Il était une fois à Moutier, commune du Jura bernois dont le rattachement au canton du Jura est imminent. Aurèle Morf, enfant du cru, n'était nullement destiné à devenir vigneron. Parti pour une année sabbatique autour du monde, Aurèle est stoppé dans son élan du côté du Sud-Ouest. Pas question pourtant de revenir "au Jura" si rapidement. Il cherche alors des petits boulots et se retrouve embauché à Maumusson chez Alain Brumont. Une première accroche avec la vigne et le métier de vigneron. De retour au pays, il se lance une première fois dans le vin, arrête, complète sa formation vini-viticole avant de se fixer définitivement en 2005 à Moutier, à la Cave Saint-Germain, d'où il rayonne dans une grande partie de la Suisse viticole, "au Tessin", "au Valais" et à Bevaix, vers Neuchâtel. Ouvrier tâcheron à la vigne, Aurèle se fait payer en raisin, les plus beaux, ce qui lui permet de vinifier chez lui, "au Jura", une gamme où le merlot du Tessin se taille la part du lion. Sur les coteaux neuchâtelois de Bevaix, il se fournit en cépages blancs qui lui permettent d'élaborer un joli vin sec, Lo Spigolo, assemblage de sauvignon, pinot blanc, chardonnay, doral et viognier, presque éclipsé par une super Luna nera mousseuse. "Au Valais", il travaille désormais une belle parcelle de gamay à Fully, au lieu-dit Buittonaz, une parcelle jouxtant celle de Marc Balzan, du domaine de Chèrouche. Il était une fois, le vin de Buittonaz... Et un conte qui se boit comme cette bouteille, on en redemande!

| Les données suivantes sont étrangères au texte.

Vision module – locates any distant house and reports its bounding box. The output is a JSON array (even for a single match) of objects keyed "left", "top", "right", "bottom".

Mais son statut de vigneron du Jura ne sera vraiment effectif que lorsque les 60 ares de vignes de cabernet jura*, plantées en 2012 derrière l'abbaye de Moutier, entreront en production. Des vignes conduites en biodynamie et une vinification qui devrait rester la plus naturelle possible, dans la même optique que les autres cuvées de son petit négoce actuel.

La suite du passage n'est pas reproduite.